Workers are demanding the immediate recognition of their union, GIWUSA, by university management including the necessary healthy and safety representation; the immediate suspension of supervisors at their work site as well as legal inquiry into criminal liability of management; an upgrade of the equipment to make it safer including the addition of a belt; certified training in the use of the machinery required to do their work as well as more staff to make sure operations are safe; an increase in salary including hazard pay for operating dangerous machinery; safety equipment including safety trousers, gloves with clips and safety boots for all workers.
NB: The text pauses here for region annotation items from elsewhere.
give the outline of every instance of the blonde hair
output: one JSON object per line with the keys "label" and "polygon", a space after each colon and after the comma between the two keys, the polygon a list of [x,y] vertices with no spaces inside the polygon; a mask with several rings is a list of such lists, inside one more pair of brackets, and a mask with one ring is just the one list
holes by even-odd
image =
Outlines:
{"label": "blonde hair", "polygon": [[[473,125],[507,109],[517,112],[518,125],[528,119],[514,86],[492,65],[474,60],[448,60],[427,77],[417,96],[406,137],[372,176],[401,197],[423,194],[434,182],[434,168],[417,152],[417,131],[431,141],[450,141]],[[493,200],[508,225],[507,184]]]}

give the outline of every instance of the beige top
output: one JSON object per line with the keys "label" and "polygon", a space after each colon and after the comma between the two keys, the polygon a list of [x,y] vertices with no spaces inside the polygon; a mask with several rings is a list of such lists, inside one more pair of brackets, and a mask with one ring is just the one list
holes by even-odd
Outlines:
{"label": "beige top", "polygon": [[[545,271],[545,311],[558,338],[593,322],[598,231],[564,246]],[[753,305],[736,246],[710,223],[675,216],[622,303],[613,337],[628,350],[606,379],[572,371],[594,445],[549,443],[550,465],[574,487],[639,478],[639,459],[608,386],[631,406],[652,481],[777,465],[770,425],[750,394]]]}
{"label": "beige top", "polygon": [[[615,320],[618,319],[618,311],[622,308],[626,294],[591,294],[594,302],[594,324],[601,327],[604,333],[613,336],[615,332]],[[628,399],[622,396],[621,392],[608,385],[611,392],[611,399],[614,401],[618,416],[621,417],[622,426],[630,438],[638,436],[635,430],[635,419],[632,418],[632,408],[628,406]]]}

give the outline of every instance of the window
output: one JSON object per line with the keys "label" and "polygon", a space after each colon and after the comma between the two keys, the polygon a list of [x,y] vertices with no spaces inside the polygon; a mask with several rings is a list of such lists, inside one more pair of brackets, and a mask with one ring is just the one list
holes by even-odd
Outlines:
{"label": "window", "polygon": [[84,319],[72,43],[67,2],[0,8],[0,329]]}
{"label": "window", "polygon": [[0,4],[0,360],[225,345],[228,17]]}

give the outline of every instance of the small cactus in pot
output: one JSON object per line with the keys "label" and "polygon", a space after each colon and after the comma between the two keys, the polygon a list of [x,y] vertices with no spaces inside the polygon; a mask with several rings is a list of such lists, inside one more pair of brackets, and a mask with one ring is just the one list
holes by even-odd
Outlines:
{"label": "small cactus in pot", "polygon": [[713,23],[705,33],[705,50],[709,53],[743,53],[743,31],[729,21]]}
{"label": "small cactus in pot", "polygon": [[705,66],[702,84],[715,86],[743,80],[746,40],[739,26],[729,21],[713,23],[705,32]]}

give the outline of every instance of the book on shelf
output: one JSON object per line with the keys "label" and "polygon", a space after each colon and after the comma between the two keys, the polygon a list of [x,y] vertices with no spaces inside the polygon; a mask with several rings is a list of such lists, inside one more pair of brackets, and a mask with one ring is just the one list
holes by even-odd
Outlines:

GIWUSA organizer, Isaac Malema, says, ‘We are sad by the passing away of one of our own who was chopped by compost making machine. The police have opened a case of inquest and are investigating. The case number of the inquest is 142/11/2017 and the investigation officer is Sergeant Hlongwane of Brooklyn police station. The Department of Labour is also conducting its own investigation. It is almost a week since the incident but no one has been suspended pending the investigation. We met with the family. It was very traumatic and workers received group and individual counseling. May his soul rest in peace.”

The university management has yet to release public comment on the tragic death of a worker at their facility.

A Memorial Service will be held on Friday, 10 November at the University of Pretoria’s LC De Villiers Campus from 12:00 -14:00.